President Barack Obama placed Rogozin on an economic sanctions list in March as part of an effort to punish Russia for the political instability in Ukraine and the annexation of Crimea.

“Sanctions are always a boomerang,” Rogozin said, according to a translated and partial transcript of his announcement posted on a Russian government website Tuesday. “They always come back around and are simply inappropriate in such sensitive spheres as cooperation in space exploration, production of spacecraft engines, and navigation, not to mention manned space flights.”

A federal judge last week temporarily issued an injunction preventing the transfer of money between the Air Force and its national security launch provider United Launch Alliance (ULA) and RD-180 developer NPO Energomash (Defense Daily, May 8).The injunction was lifted after the judge concluded the transfers did not violate the newly enacted sanctions.

A RD-180, which is made in Russia, undergoes hot fire testing. Photo: NASA.
An RD-180, which is made in Russia, undergoes hot fire testing. Photo: NASA.

ULA spokeswoman Jessica Rye said Tuesday in a statement the company and NPO Energomash are not aware of any restrictions and that ULA is hopeful the U.S. and Russia will engage in productive conversations over the next coming months that will resolve the matter quickly. Emails to the Pentagon were not returned by press time.

The Air Force is studying its options in regard to the RD-180, including whether it should build its own next-generation rocket engine domestically.
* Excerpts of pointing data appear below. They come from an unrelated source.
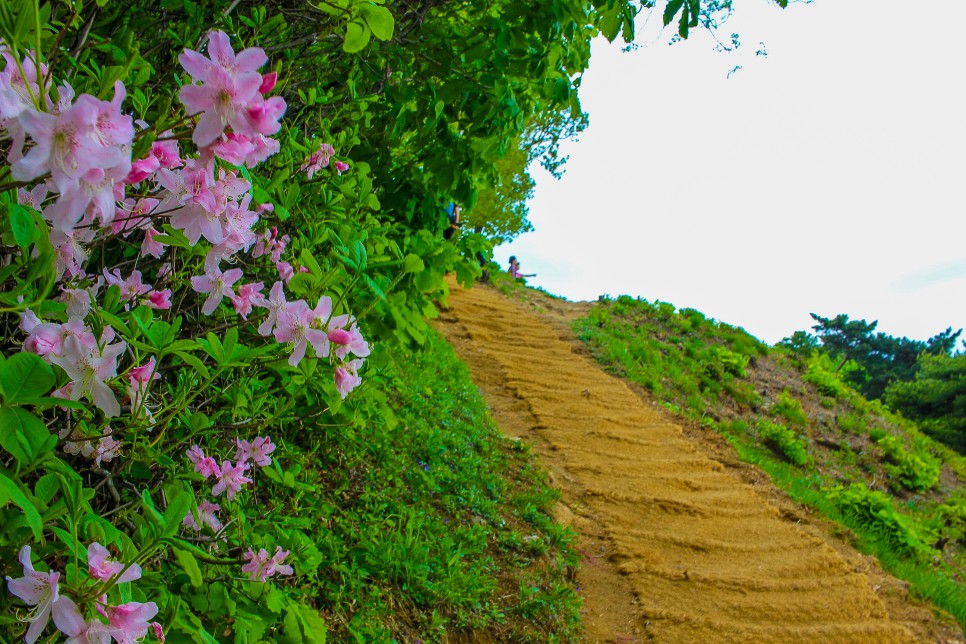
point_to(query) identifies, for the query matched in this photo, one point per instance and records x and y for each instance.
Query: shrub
(724, 361)
(789, 408)
(875, 514)
(783, 441)
(916, 471)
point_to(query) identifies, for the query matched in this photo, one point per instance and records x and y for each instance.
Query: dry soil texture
(676, 547)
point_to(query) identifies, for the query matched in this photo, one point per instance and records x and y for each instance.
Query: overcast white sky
(826, 177)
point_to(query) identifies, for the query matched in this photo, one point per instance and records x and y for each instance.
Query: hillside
(680, 539)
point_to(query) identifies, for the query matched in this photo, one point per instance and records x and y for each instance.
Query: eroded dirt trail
(676, 549)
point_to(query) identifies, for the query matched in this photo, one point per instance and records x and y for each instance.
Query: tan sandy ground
(676, 547)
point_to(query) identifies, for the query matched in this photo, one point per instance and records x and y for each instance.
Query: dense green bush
(916, 470)
(877, 516)
(784, 441)
(789, 408)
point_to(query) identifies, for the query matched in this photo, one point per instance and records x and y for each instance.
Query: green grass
(873, 473)
(435, 522)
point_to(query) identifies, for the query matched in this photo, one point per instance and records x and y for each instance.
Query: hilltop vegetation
(896, 491)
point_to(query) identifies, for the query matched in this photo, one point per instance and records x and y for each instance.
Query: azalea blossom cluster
(321, 159)
(229, 479)
(127, 622)
(72, 156)
(80, 150)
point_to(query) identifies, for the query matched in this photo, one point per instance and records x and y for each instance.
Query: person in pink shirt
(514, 269)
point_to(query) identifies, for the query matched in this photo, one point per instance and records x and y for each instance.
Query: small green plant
(875, 514)
(789, 408)
(828, 377)
(916, 470)
(727, 361)
(783, 441)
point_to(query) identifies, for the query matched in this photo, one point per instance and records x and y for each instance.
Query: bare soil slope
(677, 548)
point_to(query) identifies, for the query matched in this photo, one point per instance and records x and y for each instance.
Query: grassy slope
(896, 491)
(439, 526)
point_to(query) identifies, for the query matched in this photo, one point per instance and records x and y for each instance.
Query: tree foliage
(884, 358)
(391, 108)
(935, 397)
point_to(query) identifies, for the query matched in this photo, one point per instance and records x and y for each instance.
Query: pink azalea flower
(107, 449)
(248, 295)
(261, 567)
(131, 288)
(71, 254)
(347, 339)
(295, 326)
(262, 116)
(318, 160)
(190, 192)
(138, 380)
(268, 82)
(89, 368)
(93, 632)
(285, 271)
(258, 450)
(42, 590)
(347, 377)
(165, 150)
(103, 567)
(131, 215)
(159, 300)
(229, 84)
(46, 338)
(142, 169)
(129, 622)
(34, 198)
(204, 465)
(264, 148)
(77, 300)
(206, 512)
(270, 242)
(63, 145)
(233, 148)
(113, 129)
(231, 478)
(217, 285)
(151, 247)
It is believed a new domestically produced engine would take five years and cost nearly $1 billion. The House Armed Services Committee- (HASC) approved version of the fiscal year 2015 authorization bill included $220 million to create a domestic rocket engine for use in lieu of the RD-180 (Defense Daily, May 5).

Rogozin also said the civilian Russian Federal Space Agency, or Roscosmos, will end cooperation with the U.S. on the International Space Station (ISS) after 2020, a significant threat as President Obama recently recommitted the U.S. to the ISS through 2024. NASA Administrator Charles Bolden told a Senate panel May 1 the ISS “no longer exists” if one country pulls out. The U.S. also relies on Russian transportation to reach the ISS.

“The way we have set up the International Space Station…should we or the Russians choose to pull out, the International Space Station, as we know it, no longer exists,” Bolden told the Senate Appropriations commerce, justice, science and related agencies subcommittee.